“TRY AND GET HOLD OF A CATCHY TITLE”: VERY RARE GALLEY PROOFS OF RING LARDNER’S TIMELESS “PREFACE” TO HOW TO WRITE SHORT STORIES, 1924, WITH TITLE WRITTEN IN INK BY LEGENDARY EDITOR MAX PERKINS
LARDNER, Ring. Typed manuscript. Titled “Preface: How to Write Short Stories.” [New York: circa 1924]. Four original folio sheets, each measuring 8-1/2 by 15 inches, typewritten carbon proofs with typing on recto only. Housed in custom clamshell box. $4800.
Very rare typewritten galley proofs of the “Preface” to Lardner’s first short-story collection, How to Write Short Stories, with four typed carbon sheets showing typed corrections, as well as penciled marks and annotations. The title is handwritten in ink by legendary Scribner’s editor Maxwell Perkins.
“How to begin—or, as we professionals would say, ‘How to commence’—is the exact question.” In 1923 F. Scott Fitzgerald had already answered that question, posed here in Ring Lardner’s “Preface” to How to Write Short Stories.

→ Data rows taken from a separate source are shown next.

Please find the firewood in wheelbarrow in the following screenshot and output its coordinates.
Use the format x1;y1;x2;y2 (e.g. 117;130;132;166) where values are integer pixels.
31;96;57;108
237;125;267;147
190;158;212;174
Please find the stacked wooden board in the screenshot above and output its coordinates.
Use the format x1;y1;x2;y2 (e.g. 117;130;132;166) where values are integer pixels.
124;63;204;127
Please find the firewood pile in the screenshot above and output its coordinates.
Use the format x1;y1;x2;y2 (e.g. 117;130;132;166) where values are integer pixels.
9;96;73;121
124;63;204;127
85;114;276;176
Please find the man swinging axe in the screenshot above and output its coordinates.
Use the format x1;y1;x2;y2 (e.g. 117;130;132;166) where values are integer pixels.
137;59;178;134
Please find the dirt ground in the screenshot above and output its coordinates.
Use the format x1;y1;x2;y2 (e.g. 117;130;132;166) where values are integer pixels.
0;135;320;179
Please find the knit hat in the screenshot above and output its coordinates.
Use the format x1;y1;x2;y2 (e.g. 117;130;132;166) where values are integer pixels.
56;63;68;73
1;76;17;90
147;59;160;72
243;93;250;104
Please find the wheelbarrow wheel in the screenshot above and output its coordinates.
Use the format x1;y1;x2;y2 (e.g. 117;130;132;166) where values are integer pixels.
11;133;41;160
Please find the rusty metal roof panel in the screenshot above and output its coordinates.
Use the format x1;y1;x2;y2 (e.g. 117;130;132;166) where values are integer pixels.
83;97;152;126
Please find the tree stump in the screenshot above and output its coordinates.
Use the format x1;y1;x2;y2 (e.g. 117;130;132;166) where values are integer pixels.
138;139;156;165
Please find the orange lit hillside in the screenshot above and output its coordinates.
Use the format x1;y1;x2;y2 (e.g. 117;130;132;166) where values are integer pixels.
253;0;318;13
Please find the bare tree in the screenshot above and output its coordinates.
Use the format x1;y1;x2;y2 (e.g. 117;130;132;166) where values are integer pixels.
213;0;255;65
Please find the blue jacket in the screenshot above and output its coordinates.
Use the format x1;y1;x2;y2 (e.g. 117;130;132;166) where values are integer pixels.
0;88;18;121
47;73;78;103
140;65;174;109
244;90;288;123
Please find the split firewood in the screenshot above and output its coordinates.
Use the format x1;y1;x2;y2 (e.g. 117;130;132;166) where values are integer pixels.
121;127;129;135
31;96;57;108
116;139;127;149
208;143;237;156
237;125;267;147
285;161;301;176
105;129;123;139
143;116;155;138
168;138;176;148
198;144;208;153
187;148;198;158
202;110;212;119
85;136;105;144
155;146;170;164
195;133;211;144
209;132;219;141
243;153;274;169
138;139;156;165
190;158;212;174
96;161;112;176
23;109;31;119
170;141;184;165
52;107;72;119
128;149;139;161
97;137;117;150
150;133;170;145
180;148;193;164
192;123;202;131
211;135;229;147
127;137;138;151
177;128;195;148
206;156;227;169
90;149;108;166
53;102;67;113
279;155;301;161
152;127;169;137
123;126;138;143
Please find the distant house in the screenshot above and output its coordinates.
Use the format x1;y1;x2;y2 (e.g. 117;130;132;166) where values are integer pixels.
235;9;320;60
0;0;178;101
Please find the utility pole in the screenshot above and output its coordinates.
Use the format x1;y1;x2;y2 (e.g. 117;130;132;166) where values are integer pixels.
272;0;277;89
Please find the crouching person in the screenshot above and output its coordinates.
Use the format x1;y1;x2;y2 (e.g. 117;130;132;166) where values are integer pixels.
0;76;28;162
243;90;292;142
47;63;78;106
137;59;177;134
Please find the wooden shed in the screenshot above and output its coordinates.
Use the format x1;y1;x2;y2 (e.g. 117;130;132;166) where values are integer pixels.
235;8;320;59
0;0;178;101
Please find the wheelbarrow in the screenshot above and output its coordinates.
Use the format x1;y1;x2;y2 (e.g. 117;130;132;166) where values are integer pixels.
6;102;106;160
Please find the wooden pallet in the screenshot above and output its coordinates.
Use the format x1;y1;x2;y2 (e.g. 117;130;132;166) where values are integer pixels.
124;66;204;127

Dismayed to hear that Lardner (1885-1933) considered his stories dead once published in magazines and kept no copies, Fitzgerald persuaded his close friend to meet with his editor at Scribner’s, Maxwell Perkins. “Evidence of Fitzgerald’s efforts survives in the form of an 11 December 1923 Chatham Hotel lunch menu on which he and Perkins made notes for possible Lardner collections” (Turnbull, Letters, 165-66). It was also Fitzgerald, wryly alluded to here as one of “a little group of our deeper drinkers,” who “suggested presenting the collection as a parody of a how-to book for writers” (ANB). Fitzgerald then helped Perkins and Lardner select the collection’s stories and provided the book’s title, which was published in May 1924. To biographer Donald Elder, the popular book firmly enhanced Lardner’s standing as “the most ferocious satirist since Swift,” as well as one “of the ten most famous men in the United States, and the funniest.” The four folio sheets included here contain Lardner’s entire “Preface” typewritten in carbon galley proofs. The first of the four sheets contains penciled annotations on the upper left margin reading “Send galley proofs,” and a circled notation on the right of “1,500 words,” along with editing numerals and marks, as well as “Preface” in manuscript centered above “How to Write Short Stories,” both in Maxwell Perkins’ manuscript. Within the text words are occasionally typed over or penciled out, with typed corrections in the space above that correct syntax or alter wording—though the text notably retains misspellings intended by Lardner. Further folio proof sheets show similar changes, with a penciled, underlined “Lardner” handwritten on verso of the fourth sheet. These annotations most likely belonged to Lardner or possibly another Scribner’s editor. See Bruccoli & Clark I:224.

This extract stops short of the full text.